Introduction
On the Latent Space podcast, Alessio, a Partner and CTO-in-Residence at Decibel Partners, hosts a discussion with guest Tri Dao. Tri recently completed his PhD at Stanford and is a main author of the groundbreaking FlashAttention paper pivotal in the Transformers era. Tri shares insights into efficient transformer training, inference, and long-range sequence models. He is set to be an assistant professor in Computer Science at Princeton in the coming year. Tri also recently joined as the Chief Scientist at the company, Together, which is responsible for RedPajama.
Tri reveals a personal tidbit that he initially intended to major in economics during his early days at Stanford, but after taking math classes, he shifted his focus to mathematics. This decision played a significant role in steering him towards his current career in math, computer science, and AI research.
The discussion delves deep into FlashAttention and its recently released successor, FlashAttention 2. The innovation in FlashAttention is its capability to scale linearly, as opposed to the traditional quadratic scaling. Tri emphasizes the importance of avoiding approximation in attention mechanisms. He explains that while other methods focus on approximating attention, their main objective was efficiency and memory. Their approach saw a wall-clock speed up of 2 to 4 times, making training 2 to 4 times longer possible without added costs.

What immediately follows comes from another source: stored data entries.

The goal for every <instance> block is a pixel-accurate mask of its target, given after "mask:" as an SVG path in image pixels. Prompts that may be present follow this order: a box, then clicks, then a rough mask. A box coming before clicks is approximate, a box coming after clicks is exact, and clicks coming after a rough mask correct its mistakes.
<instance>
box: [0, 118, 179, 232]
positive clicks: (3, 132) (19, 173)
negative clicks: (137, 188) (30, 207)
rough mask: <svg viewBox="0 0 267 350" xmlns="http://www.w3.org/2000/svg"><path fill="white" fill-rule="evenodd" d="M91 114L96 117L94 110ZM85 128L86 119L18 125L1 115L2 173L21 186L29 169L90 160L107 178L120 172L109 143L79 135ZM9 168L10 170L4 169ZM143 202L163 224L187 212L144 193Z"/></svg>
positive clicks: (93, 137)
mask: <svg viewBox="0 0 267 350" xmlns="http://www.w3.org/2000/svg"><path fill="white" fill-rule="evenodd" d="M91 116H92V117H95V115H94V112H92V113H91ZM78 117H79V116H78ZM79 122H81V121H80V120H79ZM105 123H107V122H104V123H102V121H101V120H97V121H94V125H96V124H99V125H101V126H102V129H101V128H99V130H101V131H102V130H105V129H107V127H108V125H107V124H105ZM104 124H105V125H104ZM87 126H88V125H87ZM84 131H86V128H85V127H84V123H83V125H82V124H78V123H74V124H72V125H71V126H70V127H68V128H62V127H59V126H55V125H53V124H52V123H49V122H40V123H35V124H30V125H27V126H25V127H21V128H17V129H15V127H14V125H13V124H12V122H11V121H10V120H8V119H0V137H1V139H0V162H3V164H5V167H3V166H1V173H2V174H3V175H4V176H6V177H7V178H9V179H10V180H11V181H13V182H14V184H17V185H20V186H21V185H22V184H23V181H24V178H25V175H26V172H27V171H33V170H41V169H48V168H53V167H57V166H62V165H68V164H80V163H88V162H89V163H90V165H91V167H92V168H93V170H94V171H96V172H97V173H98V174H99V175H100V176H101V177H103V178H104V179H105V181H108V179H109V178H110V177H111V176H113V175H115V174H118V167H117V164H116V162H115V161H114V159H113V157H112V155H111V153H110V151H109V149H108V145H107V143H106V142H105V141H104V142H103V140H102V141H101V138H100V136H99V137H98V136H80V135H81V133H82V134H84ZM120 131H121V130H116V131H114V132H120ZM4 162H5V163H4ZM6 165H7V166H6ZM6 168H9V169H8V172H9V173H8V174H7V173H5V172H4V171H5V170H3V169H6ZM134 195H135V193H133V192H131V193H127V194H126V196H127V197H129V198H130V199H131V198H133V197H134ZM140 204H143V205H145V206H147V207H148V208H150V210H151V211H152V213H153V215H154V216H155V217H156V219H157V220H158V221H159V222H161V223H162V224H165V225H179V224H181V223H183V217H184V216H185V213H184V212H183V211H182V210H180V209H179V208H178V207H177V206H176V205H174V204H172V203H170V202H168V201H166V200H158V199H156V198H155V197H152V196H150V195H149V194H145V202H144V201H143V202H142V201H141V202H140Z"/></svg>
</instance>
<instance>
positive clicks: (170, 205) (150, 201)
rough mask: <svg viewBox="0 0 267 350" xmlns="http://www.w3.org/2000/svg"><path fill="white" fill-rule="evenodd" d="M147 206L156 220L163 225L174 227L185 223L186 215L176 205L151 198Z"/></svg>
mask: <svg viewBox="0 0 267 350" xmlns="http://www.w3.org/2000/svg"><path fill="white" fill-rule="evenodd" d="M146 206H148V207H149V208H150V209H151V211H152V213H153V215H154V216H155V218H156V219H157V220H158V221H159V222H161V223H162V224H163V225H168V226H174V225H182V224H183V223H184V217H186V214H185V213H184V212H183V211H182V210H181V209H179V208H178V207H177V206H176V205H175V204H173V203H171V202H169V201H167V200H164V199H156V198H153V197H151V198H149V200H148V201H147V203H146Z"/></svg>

A significant aspect of their innovation involves merging ideas from both machine learning and system designs, particularly kernel fusion. This technique optimizes memory reading and writing, which consumes most of the time in attention mechanisms. While kernel fusion has its merits, Tri acknowledges that it may limit flexibility, especially for researchers keen on tweaking the attention process. However, the benefits are primarily in leveraging faster memory (SRAM) compared to the more massive but slower memory (HBM), capitalizing on the asymmetric memory hierarchy present in GPUs.